The song is also notable for the breakdown, over which dialogue taken from a how-to-organize-yourself cassette plays. Given to him by album producer Bill Krauss for his 25th birthday, Flansburgh went on to find that the tape didn’t contain much in the way of advice. But he, Krauss and Linnell all found it interesting enough to let it have its own little snippet in ‘Snowball’. Permission wasn’t asked to use it. No one’s threatened to sue. And its inclusion goes down as one of many memorable moments in TMBG’s discography. Back in June, a cassette of rough mixes from the Lincoln sessions was found in the archives of a university in Canada, and a work-in-progress ‘Snowball in Hell’ was found on it. As you can tell, the mix is a bit different. The acoustic guitar is given more prominence, a different model drum machine is present and more snippets from the self-help cassette are used. It’s the same song in essence, but sometimes I prefer this rough mix to what ended up on the album. It’s certainly a different approach. All the more happy to know it exists.

#1187: The Beatles – She Came in Through the Bathroom Window

Well, this track comes as a bit of a weird one to talk about.
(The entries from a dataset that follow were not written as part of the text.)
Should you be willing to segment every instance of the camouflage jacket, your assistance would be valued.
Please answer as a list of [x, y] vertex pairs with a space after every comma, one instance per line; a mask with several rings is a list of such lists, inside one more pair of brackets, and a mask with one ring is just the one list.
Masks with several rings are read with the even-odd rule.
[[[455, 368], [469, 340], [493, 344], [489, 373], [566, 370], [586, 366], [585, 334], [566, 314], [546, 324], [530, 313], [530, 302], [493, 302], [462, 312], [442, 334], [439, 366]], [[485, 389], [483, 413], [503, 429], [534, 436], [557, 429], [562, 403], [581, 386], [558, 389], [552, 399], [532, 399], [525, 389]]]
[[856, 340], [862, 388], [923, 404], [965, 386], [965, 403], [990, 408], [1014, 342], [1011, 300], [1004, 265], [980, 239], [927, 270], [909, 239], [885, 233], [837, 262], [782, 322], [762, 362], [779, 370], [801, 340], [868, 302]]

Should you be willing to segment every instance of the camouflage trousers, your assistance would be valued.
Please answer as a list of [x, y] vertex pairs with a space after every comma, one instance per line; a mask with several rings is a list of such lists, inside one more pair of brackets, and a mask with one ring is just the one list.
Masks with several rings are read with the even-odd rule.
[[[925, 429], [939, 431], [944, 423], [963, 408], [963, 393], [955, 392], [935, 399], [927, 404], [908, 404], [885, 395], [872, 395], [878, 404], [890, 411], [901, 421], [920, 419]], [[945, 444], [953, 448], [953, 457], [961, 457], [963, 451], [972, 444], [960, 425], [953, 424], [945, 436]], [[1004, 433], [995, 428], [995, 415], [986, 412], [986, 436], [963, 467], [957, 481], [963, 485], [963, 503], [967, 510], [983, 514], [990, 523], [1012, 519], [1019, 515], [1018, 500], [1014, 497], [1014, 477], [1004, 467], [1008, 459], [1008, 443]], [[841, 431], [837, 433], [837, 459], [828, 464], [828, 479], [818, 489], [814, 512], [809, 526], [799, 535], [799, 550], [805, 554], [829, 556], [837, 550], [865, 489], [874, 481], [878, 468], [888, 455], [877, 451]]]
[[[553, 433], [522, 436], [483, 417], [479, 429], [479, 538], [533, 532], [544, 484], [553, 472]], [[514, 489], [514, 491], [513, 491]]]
It’s The Beatles. ‘She Came in Through the Bathroom Window’ is from Abbey Road. Everyone likes that album. When I think about it, it’s not the one I return to when I want to hear a Beatles album in full. That would probably go to Revolver or Rubber Soul or something. But I won’t argue that it has some of the band’s best songs on there. ‘She Came in…’ is a part of the medley that makes up the majority of Abbey Road‘s second half, kinda closing out its first part, and was performed in one take alongside ‘Polythene Pam’ whose closing solo segues right into the introduction.

For the longest time I looked at the medley with a bit of a side-eye. Blasphemous to say, I know. This was the masterstroke that marked the ending of the Beatles’ recording career. But seeing as it was made up of tunes that John Lennon and Paul McCartney had in the can going back to 1968, the album was released in Autumn 1969, I used to see it as the guys sort of scraping the bottom of the barrel for material and shmushing them together. Although I appreciate it a lot more these days, I do usually have that feeling lurking in the back of my mind. As a result, I like some of the parts more than the whole. And I can’t say that I have a deep, deep connection with this particular tune other than I found myself singing it to myself whenever I was out shopping or in the shower. If I was singing it in those situations, that probably means I’ve liked it somewhere along the line.

‘She Came in…’ was inspired by a real-life incident where a fan broke into Paul McCartney’s London home, literally through the bathroom window while he was out. The parts about being ‘protected by a silver spoon’ and sucking her thumb ‘by the banks of her own lagoon’ I have no idea about. Only McCartney could tell you if he asked him. But being a grandmaster of melody that he is, he makes the whole two minutes the song goes on for sound rather good. I guess he just let his imagination run wild about this particular person, wondering what she does as a job and what her aspirations may be. It’s all a bit up in the air, this one, regarding the lyrics. But regarding the harmonies, the backing vocals, Harrison’s guitar licks, the sort of half-time tempo McCartney’s bass takes for the second verse. That’s all good, good stuff. One of my highlights out of the so-called ‘Long One’.